The light is on, and this means Materena is awake, but perhaps she left the light on out of consideration for Pito because
she decided to be nice for a change.

Pito takes a deep breath. This is what he plans to do. Walk in the house a different man. Walk in and take Materena in his
arms, kiss her tenderly, and hold her tight, and say, “Materena . . . you’re the woman of my life, give me one more chance.”
Something like that.

Pito opens the door, walks in, and this is what he sees: Materena sitting on the sofa, crying her eyes out with a baby sound
asleep in her arms. For a second Pito thinks that he’s hallucinating. He widens his eyes, but Materena is still sitting on
the sofa, crying her eyes out with a baby sound asleep in her arms.

“Who’s that baby?”

Materena lifts her crying eyes to Pito and tenderly kisses the baby on the forehead.

“Our
mootua.

Fa’amu — to Feed

T
iare,
alleged
baby daughter of Materena and Pito’s eldest son, Tamatoa, is fast asleep in her
alleged
Auntie Leilani’s bed, with pillows on both sides of her tiny body. Her name, Tiare, a flower name, the white, sweet-scented
flower, is also the emblem of Tahiti.

Materena softly kisses the baby’s head, wipes her eyes with the back of her hand, sighs, and, walking out of the room, gives
Pito the let’s-go signal. She stops by the door to have one more look at that baby who fell from the sky, closes the door
halfway, and whispers, “Pito, I’m going to make us a coffee, we need to talk.” Once in the kitchen she adds for good measure,
“I know you don’t like to talk about serious things but —”
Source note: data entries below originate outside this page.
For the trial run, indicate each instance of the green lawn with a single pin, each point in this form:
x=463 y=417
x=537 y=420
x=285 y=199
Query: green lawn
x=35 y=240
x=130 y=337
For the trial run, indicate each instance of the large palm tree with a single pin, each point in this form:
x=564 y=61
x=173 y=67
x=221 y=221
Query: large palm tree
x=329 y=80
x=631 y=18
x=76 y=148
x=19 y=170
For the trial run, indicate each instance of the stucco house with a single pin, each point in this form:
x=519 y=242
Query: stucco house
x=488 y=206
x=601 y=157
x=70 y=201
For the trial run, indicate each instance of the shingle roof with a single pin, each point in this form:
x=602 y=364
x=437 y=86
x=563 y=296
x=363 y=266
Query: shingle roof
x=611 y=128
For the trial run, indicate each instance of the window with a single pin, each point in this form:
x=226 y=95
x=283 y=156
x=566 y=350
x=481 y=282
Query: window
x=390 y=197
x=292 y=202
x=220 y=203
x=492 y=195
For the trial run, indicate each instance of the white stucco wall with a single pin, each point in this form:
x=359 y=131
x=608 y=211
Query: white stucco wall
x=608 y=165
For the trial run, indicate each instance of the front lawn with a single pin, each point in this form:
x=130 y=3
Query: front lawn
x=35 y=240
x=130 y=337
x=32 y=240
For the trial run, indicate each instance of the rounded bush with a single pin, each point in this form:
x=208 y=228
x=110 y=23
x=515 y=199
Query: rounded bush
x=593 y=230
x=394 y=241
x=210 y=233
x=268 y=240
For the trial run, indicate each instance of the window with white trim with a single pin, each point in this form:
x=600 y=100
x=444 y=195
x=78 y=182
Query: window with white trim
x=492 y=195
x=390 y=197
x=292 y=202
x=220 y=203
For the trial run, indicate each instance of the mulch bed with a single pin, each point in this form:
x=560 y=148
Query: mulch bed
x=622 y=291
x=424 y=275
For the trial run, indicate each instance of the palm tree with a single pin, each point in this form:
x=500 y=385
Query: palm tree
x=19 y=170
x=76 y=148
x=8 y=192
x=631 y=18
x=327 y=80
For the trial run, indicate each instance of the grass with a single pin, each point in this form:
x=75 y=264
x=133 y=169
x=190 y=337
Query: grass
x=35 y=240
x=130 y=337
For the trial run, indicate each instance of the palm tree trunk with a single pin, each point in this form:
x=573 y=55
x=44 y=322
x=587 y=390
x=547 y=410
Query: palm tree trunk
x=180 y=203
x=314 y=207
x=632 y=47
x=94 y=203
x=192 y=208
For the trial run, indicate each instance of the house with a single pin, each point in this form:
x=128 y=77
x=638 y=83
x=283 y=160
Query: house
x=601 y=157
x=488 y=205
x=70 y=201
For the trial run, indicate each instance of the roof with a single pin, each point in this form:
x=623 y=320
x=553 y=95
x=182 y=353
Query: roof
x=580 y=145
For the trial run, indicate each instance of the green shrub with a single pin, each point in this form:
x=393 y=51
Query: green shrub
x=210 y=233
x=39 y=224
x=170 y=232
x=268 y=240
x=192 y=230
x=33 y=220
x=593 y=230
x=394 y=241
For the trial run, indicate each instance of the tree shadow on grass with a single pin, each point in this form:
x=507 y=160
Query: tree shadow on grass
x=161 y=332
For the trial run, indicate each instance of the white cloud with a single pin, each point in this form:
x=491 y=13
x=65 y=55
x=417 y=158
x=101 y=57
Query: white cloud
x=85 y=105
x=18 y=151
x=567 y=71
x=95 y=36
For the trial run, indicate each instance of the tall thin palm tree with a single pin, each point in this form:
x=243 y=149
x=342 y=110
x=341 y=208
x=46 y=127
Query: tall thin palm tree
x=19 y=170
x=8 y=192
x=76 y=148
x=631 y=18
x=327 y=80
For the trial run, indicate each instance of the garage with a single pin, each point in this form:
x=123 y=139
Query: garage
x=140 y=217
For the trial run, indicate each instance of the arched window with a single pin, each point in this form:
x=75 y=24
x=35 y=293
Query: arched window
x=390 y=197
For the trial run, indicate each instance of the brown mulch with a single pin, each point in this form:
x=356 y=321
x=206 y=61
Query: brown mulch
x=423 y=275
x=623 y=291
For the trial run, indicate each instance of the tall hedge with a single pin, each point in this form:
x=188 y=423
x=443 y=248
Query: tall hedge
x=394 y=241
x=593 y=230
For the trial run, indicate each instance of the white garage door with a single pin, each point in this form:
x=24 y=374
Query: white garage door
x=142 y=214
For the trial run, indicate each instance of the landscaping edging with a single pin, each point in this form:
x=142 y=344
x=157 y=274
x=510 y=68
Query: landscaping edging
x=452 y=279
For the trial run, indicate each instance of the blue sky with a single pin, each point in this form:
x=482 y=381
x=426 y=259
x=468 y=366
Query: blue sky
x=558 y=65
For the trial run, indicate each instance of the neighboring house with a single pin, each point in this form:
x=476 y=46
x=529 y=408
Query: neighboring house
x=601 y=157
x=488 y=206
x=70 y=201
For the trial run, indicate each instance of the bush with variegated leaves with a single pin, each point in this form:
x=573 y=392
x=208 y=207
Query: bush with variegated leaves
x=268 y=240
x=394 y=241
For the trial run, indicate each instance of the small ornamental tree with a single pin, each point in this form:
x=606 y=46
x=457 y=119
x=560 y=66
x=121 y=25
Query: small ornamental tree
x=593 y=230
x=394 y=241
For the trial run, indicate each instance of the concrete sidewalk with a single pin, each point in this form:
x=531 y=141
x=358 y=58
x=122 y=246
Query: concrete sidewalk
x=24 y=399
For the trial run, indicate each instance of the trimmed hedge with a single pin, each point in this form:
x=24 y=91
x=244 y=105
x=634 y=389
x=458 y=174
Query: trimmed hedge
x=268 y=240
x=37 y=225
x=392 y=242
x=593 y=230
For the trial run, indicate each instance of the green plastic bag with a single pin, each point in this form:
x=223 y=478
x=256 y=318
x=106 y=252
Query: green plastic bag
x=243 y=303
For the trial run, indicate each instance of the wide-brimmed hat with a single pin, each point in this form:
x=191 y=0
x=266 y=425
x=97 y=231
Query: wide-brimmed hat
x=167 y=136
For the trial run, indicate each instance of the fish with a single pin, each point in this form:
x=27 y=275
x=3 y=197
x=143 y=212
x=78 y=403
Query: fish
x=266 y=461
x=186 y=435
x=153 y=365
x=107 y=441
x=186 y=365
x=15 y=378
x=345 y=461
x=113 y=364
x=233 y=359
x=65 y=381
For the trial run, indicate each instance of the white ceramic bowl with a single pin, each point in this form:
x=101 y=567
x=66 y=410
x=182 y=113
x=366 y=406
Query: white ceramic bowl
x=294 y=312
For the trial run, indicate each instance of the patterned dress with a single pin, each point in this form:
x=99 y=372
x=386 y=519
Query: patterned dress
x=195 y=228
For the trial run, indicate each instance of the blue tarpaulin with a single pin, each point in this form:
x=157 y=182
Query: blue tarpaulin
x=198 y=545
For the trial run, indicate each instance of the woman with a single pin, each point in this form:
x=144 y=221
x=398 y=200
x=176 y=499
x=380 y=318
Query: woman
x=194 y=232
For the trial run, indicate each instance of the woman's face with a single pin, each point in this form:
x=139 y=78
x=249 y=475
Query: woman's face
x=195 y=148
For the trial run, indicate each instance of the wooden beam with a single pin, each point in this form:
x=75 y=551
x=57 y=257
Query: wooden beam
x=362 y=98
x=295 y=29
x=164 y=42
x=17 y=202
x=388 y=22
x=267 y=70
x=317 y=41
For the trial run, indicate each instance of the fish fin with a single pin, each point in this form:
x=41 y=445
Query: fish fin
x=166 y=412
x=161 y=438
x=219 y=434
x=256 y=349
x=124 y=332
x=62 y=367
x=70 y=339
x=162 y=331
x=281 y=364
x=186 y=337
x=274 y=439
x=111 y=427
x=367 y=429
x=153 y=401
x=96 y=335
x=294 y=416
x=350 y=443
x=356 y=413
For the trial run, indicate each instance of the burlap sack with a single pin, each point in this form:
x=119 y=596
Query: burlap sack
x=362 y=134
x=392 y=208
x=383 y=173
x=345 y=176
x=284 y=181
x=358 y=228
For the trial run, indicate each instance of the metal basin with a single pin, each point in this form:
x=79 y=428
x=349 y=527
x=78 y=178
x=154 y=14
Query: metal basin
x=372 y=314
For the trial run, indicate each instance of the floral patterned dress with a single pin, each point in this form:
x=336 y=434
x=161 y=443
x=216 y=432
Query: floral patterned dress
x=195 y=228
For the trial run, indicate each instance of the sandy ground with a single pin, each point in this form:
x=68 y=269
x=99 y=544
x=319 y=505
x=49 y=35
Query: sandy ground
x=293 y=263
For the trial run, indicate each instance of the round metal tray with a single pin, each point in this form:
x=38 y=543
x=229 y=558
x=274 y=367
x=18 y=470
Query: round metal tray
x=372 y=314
“I’ll make the coffee,” Pito interrupts, which is as good as him saying, Stop talking
merde,
Materena, are you a mind reader or what? He fills the saucepan with water, puts it on the stove, grabs two cups, gets the
Nescafé jar out of the
garde-manger,
all of this without a word. Meanwhile Materena, at the kitchen table, briefs him on the situation.

Only two hours ago, Materena was looking at photos in the family album after coming home from finishing her show, when somebody
knocked on the front door.
Oui?
she called out, thinking, Who’s that visiting me at this hour?